Adamson (2005) „Student Sense-Making in an Intermediate Algebra Classroom: Investigating Student Understanding of Slope‟ isimli doktora çalışmasında öğrencilerin eğim kavramı hakkındaki anlayışalarına yardım etmek için 7 farklı durum ve öğerncilerin aktif olabileceğini düşündüğü bir sınıf atmosferi oluşturmuştur. Bulgular öğrencilerin eğim kavramını tam anlamıyla kavramada bu modelleme yaklaşımının etkili olduğu sonucunu göstermiştir. Bu yaklaşım aynı zamanda öğrencilerin modelleme durumunu anlamalarına ve tahmin yürütebilmelerine olanak sağlamıştır. Sınıf içi etkileşimler, öğrencilerin eğim kavram ile ilgili bilgilerini paylaşma, kıyas yapma, değerlendirme, tartışma ve ifadelerini yansıtma konusunda yardımcı olmuştur.

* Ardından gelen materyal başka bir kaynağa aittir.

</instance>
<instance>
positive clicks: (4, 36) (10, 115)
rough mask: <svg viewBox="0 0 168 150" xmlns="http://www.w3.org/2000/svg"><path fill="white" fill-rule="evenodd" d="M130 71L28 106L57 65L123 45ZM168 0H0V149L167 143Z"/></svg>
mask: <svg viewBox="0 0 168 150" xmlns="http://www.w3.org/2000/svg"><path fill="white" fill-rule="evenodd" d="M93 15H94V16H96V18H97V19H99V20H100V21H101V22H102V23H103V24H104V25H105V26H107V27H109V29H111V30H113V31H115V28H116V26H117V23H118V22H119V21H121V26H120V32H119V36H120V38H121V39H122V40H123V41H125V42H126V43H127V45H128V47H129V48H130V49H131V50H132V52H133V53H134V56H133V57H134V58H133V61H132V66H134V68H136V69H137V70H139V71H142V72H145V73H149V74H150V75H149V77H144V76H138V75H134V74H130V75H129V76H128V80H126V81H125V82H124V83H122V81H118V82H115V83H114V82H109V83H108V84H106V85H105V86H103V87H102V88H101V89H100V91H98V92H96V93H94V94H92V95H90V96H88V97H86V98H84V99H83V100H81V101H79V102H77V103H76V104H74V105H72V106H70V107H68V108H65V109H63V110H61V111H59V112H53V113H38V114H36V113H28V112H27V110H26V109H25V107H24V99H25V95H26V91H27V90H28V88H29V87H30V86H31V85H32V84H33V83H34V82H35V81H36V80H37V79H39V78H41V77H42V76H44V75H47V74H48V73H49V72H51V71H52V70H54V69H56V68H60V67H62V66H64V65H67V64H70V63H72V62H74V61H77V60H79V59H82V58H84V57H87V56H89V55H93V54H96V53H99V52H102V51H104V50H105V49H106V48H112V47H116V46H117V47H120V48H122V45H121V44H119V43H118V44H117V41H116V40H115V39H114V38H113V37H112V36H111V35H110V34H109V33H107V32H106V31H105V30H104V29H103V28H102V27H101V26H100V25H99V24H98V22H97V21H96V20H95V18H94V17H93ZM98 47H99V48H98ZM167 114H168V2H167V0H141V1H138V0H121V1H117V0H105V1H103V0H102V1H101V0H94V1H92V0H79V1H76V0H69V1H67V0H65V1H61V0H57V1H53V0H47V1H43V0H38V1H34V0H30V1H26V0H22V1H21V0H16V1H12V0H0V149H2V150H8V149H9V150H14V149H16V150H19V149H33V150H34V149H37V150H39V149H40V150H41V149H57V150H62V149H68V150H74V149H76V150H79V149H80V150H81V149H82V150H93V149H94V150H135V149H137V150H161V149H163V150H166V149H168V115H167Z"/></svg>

Stump (1996) „Secondary Mathematics Teachers‟ Knowledge of the Concept of Slope‟ isimli doktora tezinde ortaokul matematik öğretmenlerinin eğim kavramı hakkındaki kavram tanımları ve imajları, pedagojik alan bilgileri ve matematiksel anlayışları araştırılmıştır. Aynı zamanda eğim kavramının farklı temsilleri arasındaki

ilişkileri kurup kuramadıklarına da bakılmıştır. Araştırma sonunda ise ortaokul öğretmenlerinin eğim kavramının farklı gösterimleri arasında bağlantı kurmada güçlük çektikleri görülmüştür. Öğretmenlerin eğim kavramı ile ilgili matematiksel anlayışları ise geometrik temsiller tarafından yönetilmekte ve öğretmenler eğim kavramının cebirsel, trigonometrik ve fonksiyonel temsillerine çok başvurmamaktadırlar.